Linguistics as Data Science - LAN00058I

Department: Language and Linguistic Science
Credit value: 20 credits
Credit level: I
Academic year of delivery: 2022-23
- See module specification for other years: 2023-24 2024-25 2025-26

Module summary

This module prepares students for the analysis of linguistic data sets (from small to very big data) using quantitative methods and serves as a foundation for advanced third year modules that rely on independent research. This includes data tidying, visualisation and statistics.

Module will run

Occurrence	Teaching period
A	Spring Term 2022-23 to Summer Term 2022-23

Module aims

Data science is a way of using evidence to better understand the world around us, through a combination of scientific methods, statistics, and subject-specific knowledge. This module will familiarise students with the essential tools of data science as they apply to linguistics. Students will develop skills and knowledge in data management, visualisation and statistical modelling through the analysis of linguistic data sets in the R statistical software environment. An additional goal of this module is to foster quantitative literacy in general, helping students become critical consumers of arguments based on numbers, regardless of whether those arguments are made in linguistics or other fields such as politics or economics.

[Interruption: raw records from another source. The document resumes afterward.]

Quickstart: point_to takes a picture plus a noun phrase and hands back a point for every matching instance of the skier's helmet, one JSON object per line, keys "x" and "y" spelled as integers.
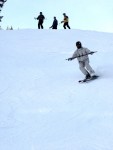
{"x": 78, "y": 43}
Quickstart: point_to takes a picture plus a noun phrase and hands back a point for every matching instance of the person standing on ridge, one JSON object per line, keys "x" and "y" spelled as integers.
{"x": 65, "y": 21}
{"x": 40, "y": 19}
{"x": 81, "y": 54}
{"x": 55, "y": 23}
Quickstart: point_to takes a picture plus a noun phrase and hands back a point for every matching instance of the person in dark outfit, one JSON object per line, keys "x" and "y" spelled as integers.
{"x": 55, "y": 23}
{"x": 65, "y": 21}
{"x": 40, "y": 19}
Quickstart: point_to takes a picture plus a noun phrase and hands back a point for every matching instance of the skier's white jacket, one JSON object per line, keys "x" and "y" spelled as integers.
{"x": 80, "y": 52}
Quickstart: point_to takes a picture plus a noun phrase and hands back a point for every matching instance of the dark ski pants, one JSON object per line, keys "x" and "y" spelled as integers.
{"x": 66, "y": 25}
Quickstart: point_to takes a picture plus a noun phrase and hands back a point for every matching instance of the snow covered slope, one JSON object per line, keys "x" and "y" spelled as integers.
{"x": 42, "y": 105}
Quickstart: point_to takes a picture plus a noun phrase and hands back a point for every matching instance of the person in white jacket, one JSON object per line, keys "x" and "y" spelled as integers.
{"x": 81, "y": 54}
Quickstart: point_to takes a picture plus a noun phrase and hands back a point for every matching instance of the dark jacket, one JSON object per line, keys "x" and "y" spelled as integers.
{"x": 40, "y": 18}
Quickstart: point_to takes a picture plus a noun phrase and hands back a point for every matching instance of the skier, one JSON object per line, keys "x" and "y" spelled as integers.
{"x": 65, "y": 21}
{"x": 81, "y": 54}
{"x": 55, "y": 23}
{"x": 40, "y": 19}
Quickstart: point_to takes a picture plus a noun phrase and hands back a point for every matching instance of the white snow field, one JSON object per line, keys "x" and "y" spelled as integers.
{"x": 42, "y": 105}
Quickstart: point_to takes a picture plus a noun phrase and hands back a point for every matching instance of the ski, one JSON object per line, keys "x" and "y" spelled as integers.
{"x": 88, "y": 80}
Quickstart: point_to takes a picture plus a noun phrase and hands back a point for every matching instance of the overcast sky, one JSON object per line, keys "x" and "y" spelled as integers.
{"x": 83, "y": 14}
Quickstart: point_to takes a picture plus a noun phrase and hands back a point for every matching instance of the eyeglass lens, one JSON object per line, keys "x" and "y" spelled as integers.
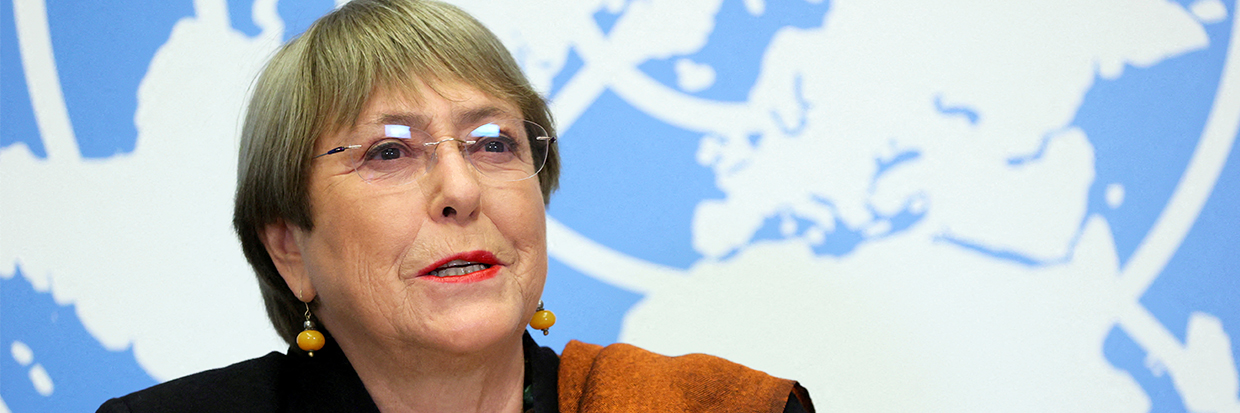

The module directly feeds into advanced research-oriented modules that students typically attend in their third year. It is currently a prerequisite for Advanced Topics in Phonetics and Phonology (L13H) and Methods in Language Variation and Change (E/L06H).

Module learning outcomes

Students who complete this module will be able to:

understand and critically evaluate quantitative arguments and statistical analyses in linguistics and elsewhere;
perform a wide variety of data-related tasks in the R statistical software environment;
create, manage and manipulate tidy data sets;
design and produce professional and informative visualisations;
build statistical models that can be used to make predictions and evaluate hypotheses;
present quantitative results following established conventions in the field of linguistics.

Module content

Data and statistics are all around us. They are used and misused to build narratives and to support agendas. Being able to understand and critically evaluate data and statistics is, therefore, a key skill in today’s society.

This module will help students learn to do this using linguistic data. It will break with the conventional format of modules of statistics that tend to spend an inordinate amount of time on learning about and being able to run simple statistical tests (such a T-tests and chi-squared tests). Rather, we take a holistic approach based on principles of data science. Data science says that understanding and analysing evidence is more than simply running a statistical test. It also involves tidying data sets (i.e. spreadsheets) to remove errors, managing data sets, being able to describe patterns in a data set, and visualisation using graphs.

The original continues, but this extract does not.